D’ailleurs, pour que les êtres soient éternellement durables, il leur faut une matière solide qui brave les coups, et ne laisse pénétrer aucun germe de dissolution entre le tissu étroit des parties, comme les atomes dont nous avons indiqué plus haut la nature. Ils peuvent avoir aussi la même durée que les âges quand ils échappent aux atteintes, comme le vide qui demeure toujours impalpable, qui ne reçoit pas la moindre blessure du choc ; (5, 360) et quand ils ne sont environnés par aucun espace libre dans lequel un corps puisse se dilater et se répandre, comme le tout universel, le tout impérissable, qui hors de soi ne trouve ni étendue pour la fuite, ni atomes dont la rencontre, dont les assauts terribles viennent le pulvériser. Or, nous avons vu que le monde n’est pas une substance de nature solide, puisque le vide se mêle à tout assemblage. Il est encore moins un vide pur. Il ne manque pas de corps ennemis : du tout immense jaillissent mille tourbillons orageux qui peuvent entraîner la chute de notre univers, (5, 370) ou lui apporter mille désastres.
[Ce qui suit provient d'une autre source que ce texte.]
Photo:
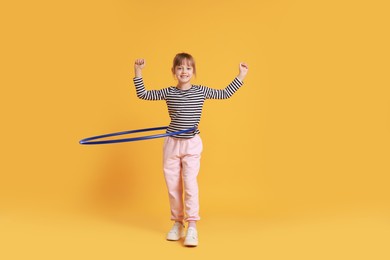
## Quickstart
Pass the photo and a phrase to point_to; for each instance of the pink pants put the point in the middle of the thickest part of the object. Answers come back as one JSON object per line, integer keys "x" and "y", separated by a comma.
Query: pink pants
{"x": 181, "y": 166}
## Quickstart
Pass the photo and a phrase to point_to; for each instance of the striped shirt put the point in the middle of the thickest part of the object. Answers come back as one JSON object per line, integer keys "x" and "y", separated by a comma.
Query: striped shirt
{"x": 185, "y": 106}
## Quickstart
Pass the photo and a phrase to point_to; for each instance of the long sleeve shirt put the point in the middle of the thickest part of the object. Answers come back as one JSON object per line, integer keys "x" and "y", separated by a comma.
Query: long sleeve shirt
{"x": 185, "y": 106}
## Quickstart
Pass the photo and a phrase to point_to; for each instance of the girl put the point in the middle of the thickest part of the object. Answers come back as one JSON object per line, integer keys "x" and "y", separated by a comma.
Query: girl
{"x": 181, "y": 153}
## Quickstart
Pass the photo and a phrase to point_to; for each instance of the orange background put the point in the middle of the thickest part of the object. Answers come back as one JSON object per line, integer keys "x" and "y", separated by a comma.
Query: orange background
{"x": 295, "y": 165}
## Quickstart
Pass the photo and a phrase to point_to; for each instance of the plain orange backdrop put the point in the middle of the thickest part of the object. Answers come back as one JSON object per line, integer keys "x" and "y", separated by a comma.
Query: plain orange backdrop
{"x": 308, "y": 133}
Enfin, il a toujours des espaces, des gouffres inépuisables, pour y semer les débris de ses remparts, pour y essuyer des attaques mortelles. Donc, les portes de la mort ne sont pas fermées au ciel, ni au soleil, ni à la terre, ni aux eaux profondes ; non : ces gouffres béants les attendent, ouverts dans toute leur immensité.

Tu es donc obligé aussi de reconnaître que ces mêmes corps ont pris naissance. Car des substances mortelles (5, 379) eussent été incapables de braver éternellement, jusqu’à nos jours, l’irrésistible force d’un temps immense.